Mercedes, 21, who attended Oyster River High School in Durham, NH, says she feels fortunate to be able to walk from the graduation stage directly into the workforce. She sees the work she will be doing as meaningful. Down the road, 10 years or so, she can imagine being a juvenile probation officer. “That is probably more fitting for what I feel like I want to do long term.”
Mercedes says she chose Keene State for its smaller class sizes, which she equated to professors being more engaged in her education and enhanced opportunities to excel.

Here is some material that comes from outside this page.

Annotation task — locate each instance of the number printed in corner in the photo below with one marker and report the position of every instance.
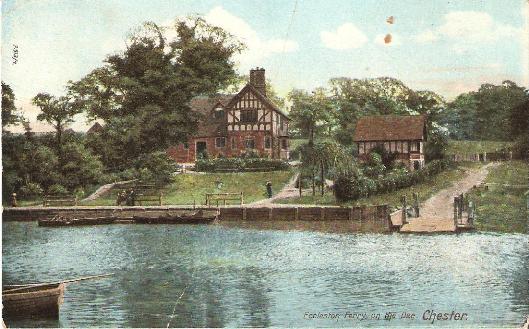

She began as a psychology major, fascinated primarily with “the working of the brain and how people interact.” She took a criminal justice class, “thoroughly enjoyed” the subject matter and the professors, then added the criminal justice degree program to her existing studies. “Everything about it exceeded my expectations.”
Research a growth opportunity
In April, at Mason Library, Mercedes was one of three Keene State psychology honors students to share findings from respective yearlong independent research projects. Mercedes’ year-and-a-half-long project was titled “Childhood Trauma Leads to Adult Criminality and How Criminality is Viewed.”
“What I looked at is whether people’s adverse childhood events affect the way they perceived criminals and their offenses…I knew I was going to apply to study forensic psychology in grad school, so I looked for an opportunity to stand out. This (research) is one of the ways I was able to do that.”
She adds: “Dr. Karen Jennings has looked out for me both personally and professionally and has given me opportunities and resources to pursue my research.”
Mercedes says the research was a learning experience. “I did not find the significance I was looking for. I would do the (student) survey process differently next time, I think. I got only fifty students to respond; I needed more. But I am proud of the entire process.”
She leaves Keene State, she says, a more confident person capable of advocating for herself, and tackling challenges in analytical and thoughtful ways. “Presenting research was a big part of that growth.”
She also discovered she is not a Zoom learner and admits that it was no small thing overcoming feelings of isolation and not being with friends regularly.
In the end, though, her focus is where she wants it and has always seen it.
“I want people to understand that childhood trauma plays a role in the thought processes behind crimes and in building prevention strategies to recognize and address issues before they happen.
“Keene State gave me the tools to make that happen.”